La nouvelle exigence repose sur une raffinerie située à Conakry qui assurera la fusion, la certification et la transformation de tout l'or guinéen en lingots avant exportation. Doumbouya n'a pas divulgué la capacité de la raffinerie ni son calendrier de mise en service, bien que la capacité de l'installation à traiter l'intégralité de la production trimestrielle du pays, soit plus de 22 tonnes métriques, sera cruciale pour éviter des goulots d'étranglement à l'exportation.
La Guinée est déjà le plus grand producteur mondial de bauxite, et l'interdiction de l'or suit un schéma similaire aux restrictions imposées par d'autres nations africaines sur les exportations de minéraux bruts. Le Ghana, premier producteur d'or d'Afrique, a introduit en 2022 un cadre exigeant des exploitants miniers à grande échelle qu'ils raffinent une partie de leur production localement, tandis que la Tanzanie a imposé la transformation locale de l'or et d'autres minéraux dans le cadre de réformes adoptées en 2018. Ces précédents suggèrent que des perturbations initiales de l'offre sont courantes pendant la période de transition, le temps que la logistique s'adapte aux nouvelles exigences de transformation.

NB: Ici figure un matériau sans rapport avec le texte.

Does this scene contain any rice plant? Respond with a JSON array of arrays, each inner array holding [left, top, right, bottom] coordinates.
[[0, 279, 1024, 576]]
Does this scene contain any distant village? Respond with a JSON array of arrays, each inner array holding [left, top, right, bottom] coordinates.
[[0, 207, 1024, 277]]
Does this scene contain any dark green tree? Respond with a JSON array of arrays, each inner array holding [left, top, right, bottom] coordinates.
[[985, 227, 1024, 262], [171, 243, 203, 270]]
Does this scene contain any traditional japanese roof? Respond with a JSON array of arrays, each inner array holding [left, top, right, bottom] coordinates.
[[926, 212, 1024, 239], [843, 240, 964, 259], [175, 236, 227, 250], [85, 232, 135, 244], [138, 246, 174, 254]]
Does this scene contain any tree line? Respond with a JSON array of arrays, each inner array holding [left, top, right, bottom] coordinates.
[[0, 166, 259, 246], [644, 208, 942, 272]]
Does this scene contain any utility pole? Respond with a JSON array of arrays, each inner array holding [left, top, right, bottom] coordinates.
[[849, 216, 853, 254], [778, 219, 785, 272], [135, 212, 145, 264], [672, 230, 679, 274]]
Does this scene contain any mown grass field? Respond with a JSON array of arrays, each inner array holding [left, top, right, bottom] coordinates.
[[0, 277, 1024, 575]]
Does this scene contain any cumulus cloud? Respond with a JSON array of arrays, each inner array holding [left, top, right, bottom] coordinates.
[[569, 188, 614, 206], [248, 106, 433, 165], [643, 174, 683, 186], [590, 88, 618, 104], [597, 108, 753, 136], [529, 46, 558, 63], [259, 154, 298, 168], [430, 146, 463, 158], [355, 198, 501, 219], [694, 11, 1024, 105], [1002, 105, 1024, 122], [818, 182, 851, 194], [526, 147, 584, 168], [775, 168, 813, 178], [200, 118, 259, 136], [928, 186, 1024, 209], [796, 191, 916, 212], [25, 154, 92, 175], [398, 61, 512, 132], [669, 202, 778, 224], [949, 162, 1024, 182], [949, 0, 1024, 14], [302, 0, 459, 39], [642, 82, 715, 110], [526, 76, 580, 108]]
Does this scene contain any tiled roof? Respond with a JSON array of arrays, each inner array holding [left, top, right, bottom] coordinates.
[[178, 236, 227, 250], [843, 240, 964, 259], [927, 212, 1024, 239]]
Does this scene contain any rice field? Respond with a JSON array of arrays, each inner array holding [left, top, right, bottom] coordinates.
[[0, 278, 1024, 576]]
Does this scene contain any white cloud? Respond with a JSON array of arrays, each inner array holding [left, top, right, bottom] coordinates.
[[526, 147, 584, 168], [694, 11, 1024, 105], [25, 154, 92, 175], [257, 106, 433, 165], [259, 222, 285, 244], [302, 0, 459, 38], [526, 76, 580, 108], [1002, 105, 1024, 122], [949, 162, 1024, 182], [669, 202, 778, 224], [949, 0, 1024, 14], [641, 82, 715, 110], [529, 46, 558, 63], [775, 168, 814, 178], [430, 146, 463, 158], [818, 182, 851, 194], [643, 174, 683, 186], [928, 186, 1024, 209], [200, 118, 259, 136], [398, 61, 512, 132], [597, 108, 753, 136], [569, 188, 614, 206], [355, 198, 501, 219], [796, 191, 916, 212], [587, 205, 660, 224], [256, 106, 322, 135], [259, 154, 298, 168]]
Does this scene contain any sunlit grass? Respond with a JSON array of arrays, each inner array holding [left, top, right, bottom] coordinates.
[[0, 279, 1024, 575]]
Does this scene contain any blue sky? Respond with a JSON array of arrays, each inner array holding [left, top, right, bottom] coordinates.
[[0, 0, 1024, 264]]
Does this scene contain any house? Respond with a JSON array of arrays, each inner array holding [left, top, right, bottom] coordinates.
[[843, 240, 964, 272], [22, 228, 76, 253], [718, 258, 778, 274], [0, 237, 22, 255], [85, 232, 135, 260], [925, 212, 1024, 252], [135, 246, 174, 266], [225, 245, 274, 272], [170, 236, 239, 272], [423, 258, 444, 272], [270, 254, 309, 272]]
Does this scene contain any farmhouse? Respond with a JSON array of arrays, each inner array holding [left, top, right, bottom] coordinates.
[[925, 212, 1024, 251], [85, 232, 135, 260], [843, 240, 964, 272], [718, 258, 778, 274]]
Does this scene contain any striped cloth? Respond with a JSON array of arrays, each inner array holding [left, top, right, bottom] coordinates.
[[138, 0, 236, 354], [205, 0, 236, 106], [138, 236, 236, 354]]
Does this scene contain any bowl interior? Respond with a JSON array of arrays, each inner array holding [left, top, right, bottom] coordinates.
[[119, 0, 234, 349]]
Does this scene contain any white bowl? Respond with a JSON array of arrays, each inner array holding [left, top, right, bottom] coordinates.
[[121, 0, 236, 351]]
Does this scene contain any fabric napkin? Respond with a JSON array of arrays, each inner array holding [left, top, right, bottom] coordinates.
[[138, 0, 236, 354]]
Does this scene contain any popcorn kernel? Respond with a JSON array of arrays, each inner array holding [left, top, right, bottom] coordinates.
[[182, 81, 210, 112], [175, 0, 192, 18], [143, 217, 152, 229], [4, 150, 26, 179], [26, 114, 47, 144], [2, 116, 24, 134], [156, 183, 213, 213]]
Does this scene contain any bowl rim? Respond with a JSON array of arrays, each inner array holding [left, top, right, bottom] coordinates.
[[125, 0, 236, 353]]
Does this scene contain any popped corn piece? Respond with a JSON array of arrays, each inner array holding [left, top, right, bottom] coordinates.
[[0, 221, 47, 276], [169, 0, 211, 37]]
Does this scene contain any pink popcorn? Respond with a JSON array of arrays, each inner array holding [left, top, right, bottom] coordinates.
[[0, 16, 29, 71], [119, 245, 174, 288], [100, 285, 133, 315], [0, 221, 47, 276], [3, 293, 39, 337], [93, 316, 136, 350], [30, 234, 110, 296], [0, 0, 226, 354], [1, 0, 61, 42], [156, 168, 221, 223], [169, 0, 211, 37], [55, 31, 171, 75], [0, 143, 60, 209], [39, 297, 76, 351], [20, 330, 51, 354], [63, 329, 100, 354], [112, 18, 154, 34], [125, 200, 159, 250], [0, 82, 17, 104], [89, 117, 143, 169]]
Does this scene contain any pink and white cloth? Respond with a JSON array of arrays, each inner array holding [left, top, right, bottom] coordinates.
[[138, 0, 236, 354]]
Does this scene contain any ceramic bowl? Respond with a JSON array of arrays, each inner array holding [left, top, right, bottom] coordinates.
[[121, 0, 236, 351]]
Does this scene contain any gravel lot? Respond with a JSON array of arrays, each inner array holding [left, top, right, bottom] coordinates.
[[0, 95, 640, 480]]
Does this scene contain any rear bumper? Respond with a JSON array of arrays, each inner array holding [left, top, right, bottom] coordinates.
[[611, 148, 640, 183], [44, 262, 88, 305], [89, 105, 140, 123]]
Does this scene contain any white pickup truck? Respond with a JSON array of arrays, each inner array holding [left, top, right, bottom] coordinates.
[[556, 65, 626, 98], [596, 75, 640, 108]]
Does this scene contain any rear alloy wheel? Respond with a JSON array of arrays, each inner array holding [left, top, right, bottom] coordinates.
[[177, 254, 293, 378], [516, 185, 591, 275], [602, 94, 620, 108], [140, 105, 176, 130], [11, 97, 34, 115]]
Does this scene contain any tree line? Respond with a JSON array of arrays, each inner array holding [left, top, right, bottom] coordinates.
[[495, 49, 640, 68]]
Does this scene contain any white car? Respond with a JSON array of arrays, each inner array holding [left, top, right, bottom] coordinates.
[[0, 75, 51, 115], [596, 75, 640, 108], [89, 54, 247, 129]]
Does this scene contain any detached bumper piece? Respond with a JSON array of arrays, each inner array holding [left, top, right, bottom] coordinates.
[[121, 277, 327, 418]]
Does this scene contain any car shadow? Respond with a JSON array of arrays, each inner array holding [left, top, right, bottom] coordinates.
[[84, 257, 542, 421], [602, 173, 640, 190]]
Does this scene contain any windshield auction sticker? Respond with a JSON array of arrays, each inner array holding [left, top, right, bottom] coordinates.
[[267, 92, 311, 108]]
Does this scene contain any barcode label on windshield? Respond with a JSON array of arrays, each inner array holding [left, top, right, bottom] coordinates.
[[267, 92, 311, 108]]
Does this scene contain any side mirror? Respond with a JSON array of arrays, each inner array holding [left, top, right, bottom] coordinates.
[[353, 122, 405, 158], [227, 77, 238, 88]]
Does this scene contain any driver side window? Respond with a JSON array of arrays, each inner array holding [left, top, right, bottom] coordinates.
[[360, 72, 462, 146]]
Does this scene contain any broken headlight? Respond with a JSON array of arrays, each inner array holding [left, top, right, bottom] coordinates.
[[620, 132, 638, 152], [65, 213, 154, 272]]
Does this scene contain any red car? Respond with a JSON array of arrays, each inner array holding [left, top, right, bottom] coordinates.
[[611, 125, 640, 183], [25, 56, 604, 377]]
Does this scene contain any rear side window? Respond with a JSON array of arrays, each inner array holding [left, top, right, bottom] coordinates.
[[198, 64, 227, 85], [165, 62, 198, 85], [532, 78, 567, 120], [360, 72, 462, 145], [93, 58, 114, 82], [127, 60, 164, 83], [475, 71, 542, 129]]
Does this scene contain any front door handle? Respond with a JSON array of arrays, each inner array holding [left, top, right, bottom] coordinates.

Pour AngloGold Ashanti, dont la filiale guinéenne est le plus grand opérateur industriel du pays, l'interdiction crée des défis logistiques et de coûts à court terme. L'entreprise n'a pas immédiatement commenté cette politique. Les producteurs artisanaux, qui représentent une part significative de la production aurifère guinéenne, font face à l'ajustement le plus difficile car ils n'ont généralement pas d'accès direct aux circuits de raffinage formels.
Le marché de l'or dans son ensemble est en pleine hausse, les contrats à terme progressant de 3,84 % à 4 713,30 $ l'once, tandis que l'argent gagnait 7,47 % et le platine 4,22 %. L'impact de l'interdiction sur l'offre mondiale d'or est probablement limité compte tenu de la position de la Guinée comme sixième producteur africain, mais cette politique renforce une tendance régionale au nationalisme des ressources qui pourrait affecter les décisions d'investissement dans le secteur minier ouest-africain. Si d'autres nations d'Afrique de l'Ouest suivent l'exemple guinéen, l'effet cumulatif sur les chaînes d'approvisionnement régionales en or pourrait être plus significatif, soutenant potentiellement les prix de l'or par une réduction des volumes d'exportation pendant les périodes de transition.